Berbeda dari Marten yang melihat kebudayaan dari kacamata industri. Wisnu lebih menangkap peran seorang seniman di wilayah baru adalah untuk mengkomunikasikan nilai lokal ke wilayah global.
“Saya menganggap lokal adalah investasi global. Residensi berguna sebagai manifestasi seniman untuk pengalaman, perjumpaan, kemudian masuk ke wilayah paling penting, yakni seniman sebagai diplomat budaya di lingkungan itu,” ujar Wisnu menyampaikan pendapatnya tentang seniman yang mendapat akses teritori.
Bisa dikatakan pengamatan Wisnu adalah penglihatan seniman yang membawa nilainya sendiri. Seberapapun jauh tubuhnya melintasi perbatasan, tidak peduli di Paris, Korea, Jepang, maupun Belanda, dia adalah manusia dengan arsitektural candi dalam pikirannya. Sosok Wisnu menjelaskan pengalaman subjek sebenarnya tidak pernah lepas dari aspek geografi dan antropologisnya. Bahkan di sanalah terletak daya tawar seniman yang mengakarkan identitas pada tanah tempat ia dilahirkan.
Tentu saja residensi tidak melulu berisi misi berat kebudayaan. Justru yang paling harus disadari adalah posisi seniman sebagai subjek yang mengalami sesuatu. Bagaimana kemudian pengalaman sehari-hari dapat menanamkan pemahaman baru, hingga berpengaruh terhadap proses kreatif.
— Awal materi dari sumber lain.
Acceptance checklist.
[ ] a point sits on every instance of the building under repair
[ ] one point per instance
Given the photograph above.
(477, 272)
Pengalaman-pengalaman kecil, memori-memori yang terbangun atas interaksi secara langsung, juga dialami oleh Marten dan Wisnu. Keduanya menemukan ternyata setiap masyarakat memiliki cara pandangnya sendiri mengenai persoalan sehari-hari. Misalnya Marten melihat, bahwa hanya untuk memancing saja, masyarakat di Jerman harus mendapat surat izin yang tesnya serumit membuat SIM.
Pun begitu Wisnu, saat dia terjebak udara dingin dengan heater yang mati. Timnya yang terdiri dari orang-orang Eropa, ragu-ragu untuk menyalakan api. Hanya dia, sebagai orang yang lahir di Kediri, berani mengambil inisiatif sebelum tubuh mereka diserang hipotermia. Secara tidak langsung hal itu menjelaskan konstruksi sikap perorangan, salah satunya ditentukan dari kebudayaan asal seseorang.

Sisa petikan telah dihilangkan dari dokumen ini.